With New Zealand entering an economic slump and unemployment predicted to peak at 10% in the next year, there are fears that vast waves of financially struggling households could be seduced by the convenient quick cash of payday lenders, leading to crippling debt and rampant poverty.
That's why some months ago, the government expedited a piece of legislation to hamper high-interest lending. The Credit Contracts Legislation Amendment Act – which was passed in 2019 but came into force in May this year – carries with it a number of new restrictions, the most significant being the interest and fees cap that prevents someone from being charged more than 100% of the value of any amount borrowed. It means that if an individual borrows $500, they will never have to pay the lender back more than $1000, including all fees and interest.
Payday lenders and truck shops are also now required to make reasonable enquiries into the borrower's financial situation to ensure they're able to repay the loan without substantial hardship and that the loan is likely to meet their needs. Truck shops, in particular, must also assess a customers affordability before selling any goods on credit.
With violators risking a $600,000 fine, the new rules are apparently too much for some high-cost lenders, forcing them to exit the market since the legislation came into force. Chequers Finance says on its website that it's no longer issuing loans due to the government's crackdown, while pawnshop and payday lender Cash Convertors announced in June that it was closing four stores and laying off 80 staff as a result of the new laws.

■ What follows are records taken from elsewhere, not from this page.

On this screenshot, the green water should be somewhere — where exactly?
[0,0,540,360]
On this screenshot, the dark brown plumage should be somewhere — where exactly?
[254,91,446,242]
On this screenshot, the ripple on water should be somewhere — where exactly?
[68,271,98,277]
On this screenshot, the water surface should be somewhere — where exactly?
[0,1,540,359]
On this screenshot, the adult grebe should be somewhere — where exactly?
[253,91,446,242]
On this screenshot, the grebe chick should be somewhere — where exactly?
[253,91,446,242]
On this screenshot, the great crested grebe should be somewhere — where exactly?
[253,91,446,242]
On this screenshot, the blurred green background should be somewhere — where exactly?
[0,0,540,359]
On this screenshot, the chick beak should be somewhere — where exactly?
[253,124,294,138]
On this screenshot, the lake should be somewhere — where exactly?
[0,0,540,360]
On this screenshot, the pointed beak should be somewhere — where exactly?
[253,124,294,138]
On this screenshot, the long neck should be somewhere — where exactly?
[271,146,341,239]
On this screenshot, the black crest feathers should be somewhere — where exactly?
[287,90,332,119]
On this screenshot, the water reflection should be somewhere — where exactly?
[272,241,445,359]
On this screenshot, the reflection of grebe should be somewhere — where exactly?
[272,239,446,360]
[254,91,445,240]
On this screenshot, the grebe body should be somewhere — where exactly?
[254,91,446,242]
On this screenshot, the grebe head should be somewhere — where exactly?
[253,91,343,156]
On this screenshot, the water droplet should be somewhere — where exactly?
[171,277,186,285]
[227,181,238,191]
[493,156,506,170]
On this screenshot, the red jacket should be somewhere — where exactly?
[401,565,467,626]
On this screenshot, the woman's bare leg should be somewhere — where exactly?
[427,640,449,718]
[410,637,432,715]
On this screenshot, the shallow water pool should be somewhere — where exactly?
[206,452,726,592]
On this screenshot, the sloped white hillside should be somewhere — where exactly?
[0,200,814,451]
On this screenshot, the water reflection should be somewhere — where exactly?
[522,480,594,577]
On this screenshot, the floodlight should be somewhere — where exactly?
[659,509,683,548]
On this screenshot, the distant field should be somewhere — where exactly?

As for the other payday lenders operating in New Zealand, some have since augmented their models so they're now charging just below the 50% interest that constitutes a high-cost loan. Moola, one of the largest in the country, now describes itself as a responsible lender on its website and has applied the interest cap in its loan calculator. Meanwhile, Christchurch-based Save My Bacon has maintained that it was already moving away from payday loans long before the new rules came into force.
"The company has – even before changes to the legislation – been transforming the business away from high-cost loans and more towards flexible longer-term, lower-interest loans," Save My Bacon CEO Tracey Gillman said.
With such changes in the market, the pressure certainly appears to be yielding results. However, Tim Barnett, CEO of financial capability body Fincap, said it isn't just the interest cap but also the power and awareness borrowers now have that's influencing the landscape.
"[Payday lenders] relied on people not going and complaining and they relied on poor monitoring to make their models work," he said.
Under the Credit Contracts Amendment Act, borrowers who have been given unaffordable or unsuitable loans will now be able to claim statutory damages at disputes resolution schemes, which could include refunds of all interest and fees and compensation for any harm. Lenders are also required to meet a "fit and proper person" test and submit statistical information about their business to the Commerce Commission on an annual basis.
Barnett said these requirements along with serious government efforts to raise awareness is "creating a new norm". The legislation is now very similar to that of the UK which has been highly successful in forcing payday lenders to either adapt or leave the market entirely.
There are, of course, concerns that by ensuring loan sharks lend responsibly and scrutinise the financial status of borrowers, desperate borrowers will be rebuffed and forced to seek loans from even more nefarious sources like gangs.
To contend with such a risk, the government has been investing significant resources in financial capability services to form a sort of safety net – a place people can always go to find a solution to their money woes. This includes financial mentorship services like Moneytalks – a free helpline where people can discuss their finances and figure out a plan to extract themselves from debt or access responsible loans. There are also not-for-profit businesses funded by banks that provide responsible interest-free or low-interest loans for people who are struggling financially, such as Kiwibank-championed Ngā Tāngata and BNZ-supported Good Shepherd.
Good Shepherd CEO Fleur Howard said she's completely in support of the move against loan sharks, which often pull people simply looking for a quick fix into the world of long-term money problems.
"We're firmly of the belief that the cons of these high-cost loans far outweigh the pros," she said.
"With those choices gone, people who are looking for these loans are now more likely to access a service such as ours that has positive outcomes in terms of a fair, short term financial solution, as well as contributing to longer-term financial capability and wellbeing, or decide to access a much longer-term solution such as financial mentoring."
While many lenders have abided by the new laws, whether or not there'll be much enforcement of operators who choose to flout them remains to be seen. The Commerce Commission confirmed it's still assessing lenders' compliance with the legislation but hadn't opened any investigations into alleged breaches of the new high-cost lending rules.
In the meantime, it's claimed a couple of scalps through recent successful legal cases against payday lenders for breaching the old Credit Contracts Act over the past few years.
In seperate cases, lenders Ferratum and Pretty Penny were found to have breached responsible lending requirements and had failed to ensure their loan agreements weren't oppressive. Both were ordered to pay back borrowers and Pretty Penny said it would withdraw from New Zealand in its settlement agreement.
High-cost lenders have a habit of reincarnating as other companies and Pretty Penny could very well reappear as something else. In any case, a couple of prized payday-lending pelts nailed to the wall sends a very strong message to others looking to issue a loan at 600% interest.